Mixing and Blending Fundamentals for Industrial Applications
Authors:
J.Y. Oldshue
D.B. Todd
The document provides an in-depth discussion on mixing and blending, covering impeller design, shaft stability, and critical speed considerations that influence equipment performance. It explains how baffles, tank geometry, fluid viscosity, and solid suspension behavior impact flow patterns, power consumption, and mixing efficiency. The text also explores specialized equipment such as anchor and helical impellers, scraper blades, and in-line mixers, emphasizing their applications in achieving uniform blending, circulation, and heat transfer across a range of industrial processes.
Key Learnings
- Mixer shafts must operate below their critical speed to prevent resonance and potential equipment failure.
- Portable mixers often cross critical speeds due to unstable installations, while large equipment requires stricter stability considerations.
- Impeller flow and pumping capacity determine mixing effectiveness, with draft-tube circulators and baffles enhancing circulation at the cost of higher power consumption.
- Tank geometry, especially square and rectangular shapes, can provide natural baffle effects, reducing the need for added baffles at low power levels.
- Power consumption is influenced by impeller type, Reynolds number, and flow regime (turbulent vs. viscous), making impeller selection critical for efficiency.
- Solid-liquid mixing depends on particle settling velocity, which dictates suspension type (off-bottom, partial, or uniform suspension) and associated power requirements.
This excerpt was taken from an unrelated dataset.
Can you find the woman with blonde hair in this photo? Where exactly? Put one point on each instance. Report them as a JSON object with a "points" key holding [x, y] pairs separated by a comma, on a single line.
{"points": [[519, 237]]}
- Improper impeller shaft angles can create quiet zones and sediment buildup, especially in large storage tanks, requiring angle or rotation adjustments.
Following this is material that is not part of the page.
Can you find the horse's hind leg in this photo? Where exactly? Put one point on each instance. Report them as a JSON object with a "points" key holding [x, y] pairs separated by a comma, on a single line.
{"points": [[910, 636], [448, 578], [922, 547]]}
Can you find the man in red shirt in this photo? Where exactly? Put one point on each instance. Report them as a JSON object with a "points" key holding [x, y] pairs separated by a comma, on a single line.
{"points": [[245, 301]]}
- Viscosity greatly affects mixer design:
- Low viscosity (<5 Pa-s): axial or radial turbines.
- Medium viscosity (5–50 Pa-s): turbines, anchors, or helicals.
- High viscosity (>50 Pa-s): anchors or helicals are preferred.
- Anchor impellers provide limited top-to-bottom flow but are common in high-viscosity and heat-transfer processes.
- Helical impellers improve circulation and blending in Newtonian and non-Newtonian fluids, with performance affected by blade pitch, clearance, and number of flights.
- Scraper blades can enhance heat transfer but increase power demand, highlighting a tradeoff between efficiency and energy use.
- In-line mixers use fixed elements to introduce turbulence and shear, improving transverse uniformity but requiring additional residence time or tank systems to achieve full time-interval uniformity.